Spiritual journeys often accompany physical travel. In fact, sometimes the whole reason for travel to a strange place is the spiritual journey. There is no place stranger than New Orleans at Mardi Gras and no venue less likely for a spiritual journey.
A weird collection of symptoms appeared a few days before leaving. I had done something to my half-century old shoulder, a flu was coming on and, at the beginning of February in New England, I had sunburn - invisible sunburn.
New Orleans is unique, fascinating and irresistible, even without the sordid chaos of Mardi Gras. With the gigantic daily parades, drunken public nakedness and three-hundred Elvis impersonators on scooters, a vacation at Mardi Gras is a vacation from every bit of what one knows of as reality - including pain. The constant, overwhelming input distracts from and mutes pain in much the way it distracts from and mutes sanity.
We walked for miles, stayed up all night, drank too much, did it again and by the third day, reality struck. My skin was on fire, every joint was screaming. A large blister had appeared on the bottom of my left foot. I’d foregone sleep, poisoned myself in numerous ways and left my brain at the door. The only thing that quelled the agony was a hot bath.
My friend had a date (either with a guy who works in the Mayor's office or a Tasmanian real-estate tycoon). My plan was to lie in a prone position and moan. It occurred to me, in the bath, that if one must lie in a prone position and moan, one might as well do it in a hot tub and that there must be a hot tub somewhere in New Orleans.
East of the Quarter, east of the jazz clubs, where the hipsters and the street musicians live, nestled among warehouses and little bungalows is an old mansion that’s been converted into a restaurant. It has a hot tub – and scotch.
As I went through their website with my friend, some things became apparent. The pool and hot tub were clothing optional. A giant rainbow flag indicated that it was a gay bar. Gay bars in the South are oases in a dessert of intolerance and draw a more diverse clientele than gay bars elsewhere. They'd be better called 'bars where all are welcome.' But on that night, in this gay bar, it was Ladies Night. I felt invisible forces at work.
A mixed crowd filled the pool and I got involved in a conversation with two young women about neo-feminism. Neo-feminism is probably best described by the Bourbon St. balcony full of women in their forties, all wearing matching faux-topless print t-shirts, tossing beads to young men who flashed them. Gender equality has arrived and that's what it looks like.
At last call, the 26 year old woman I had been talking with gave me a hug – a naked in a hot tub in a gay bar in New Orleans on Ladies Night hug. Decades of agnosticism came crashing down around me. Our clothing happened to be near one another's and, while I put on my socks and she patiently waiting for me to do so, I felt the presence of God. She gave me her number and I was no longer an atheist.
I went to a parade with her and some of her friends the next day, got to be the cool old guy and felt blessed by my new found God.
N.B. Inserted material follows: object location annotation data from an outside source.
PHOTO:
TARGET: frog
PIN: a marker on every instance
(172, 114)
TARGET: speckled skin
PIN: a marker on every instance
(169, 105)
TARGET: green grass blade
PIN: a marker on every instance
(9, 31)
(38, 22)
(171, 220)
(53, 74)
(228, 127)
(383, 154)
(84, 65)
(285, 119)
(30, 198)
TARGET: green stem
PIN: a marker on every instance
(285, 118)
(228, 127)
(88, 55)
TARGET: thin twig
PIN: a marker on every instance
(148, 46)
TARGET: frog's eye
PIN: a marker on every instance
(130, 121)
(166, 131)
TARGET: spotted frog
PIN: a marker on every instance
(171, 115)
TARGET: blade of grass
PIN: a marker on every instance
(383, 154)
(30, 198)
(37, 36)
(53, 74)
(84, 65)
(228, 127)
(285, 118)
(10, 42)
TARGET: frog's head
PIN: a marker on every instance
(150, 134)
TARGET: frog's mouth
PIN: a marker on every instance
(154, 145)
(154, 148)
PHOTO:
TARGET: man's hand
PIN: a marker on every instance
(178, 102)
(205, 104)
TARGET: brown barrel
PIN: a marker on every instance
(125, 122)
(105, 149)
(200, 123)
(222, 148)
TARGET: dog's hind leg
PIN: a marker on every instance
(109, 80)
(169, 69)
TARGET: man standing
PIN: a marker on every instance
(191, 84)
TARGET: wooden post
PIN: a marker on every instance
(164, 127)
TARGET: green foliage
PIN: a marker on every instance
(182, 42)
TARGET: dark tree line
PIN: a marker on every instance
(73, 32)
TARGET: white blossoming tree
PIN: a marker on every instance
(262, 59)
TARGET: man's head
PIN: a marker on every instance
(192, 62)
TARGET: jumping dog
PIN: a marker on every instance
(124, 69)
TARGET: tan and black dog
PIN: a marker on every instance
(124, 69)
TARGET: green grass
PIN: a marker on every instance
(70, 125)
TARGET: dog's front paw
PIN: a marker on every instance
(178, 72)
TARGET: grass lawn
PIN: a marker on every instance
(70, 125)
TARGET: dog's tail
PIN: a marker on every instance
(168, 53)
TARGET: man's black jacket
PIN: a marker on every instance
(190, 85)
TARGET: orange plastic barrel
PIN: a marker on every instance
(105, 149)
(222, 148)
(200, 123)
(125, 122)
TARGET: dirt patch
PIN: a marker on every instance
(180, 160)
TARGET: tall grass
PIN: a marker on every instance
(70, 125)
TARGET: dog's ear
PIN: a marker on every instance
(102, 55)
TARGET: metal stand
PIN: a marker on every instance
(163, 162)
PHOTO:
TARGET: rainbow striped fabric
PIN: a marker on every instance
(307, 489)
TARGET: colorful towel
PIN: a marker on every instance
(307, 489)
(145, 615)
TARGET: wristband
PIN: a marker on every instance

Physically, I felt awful but at the same time, felt nothing wrong at all. I was due to come back to CT the next day but God dumped three and a half feet of snow on my house, stranding me in New Orleans. I went to sleep knowing that God loved me.
Apparently, chicken pox does not die or go away but rather goes dormant and lives in the nerve endings for decades until something causes it to wake up. God woke the chicken pox and I woke with shingles. Dreams of licentious carnality with a woman half my age faded into two days of curled fetal agony. I went to Mardi Gras an atheist and came back knowing that there is a God and that she hates me. For, in my house, under the snow, my ex-wife was fulfilling her part of our cat-sitting arrangement. We were stuck there together for three days with God’s laughter as background music.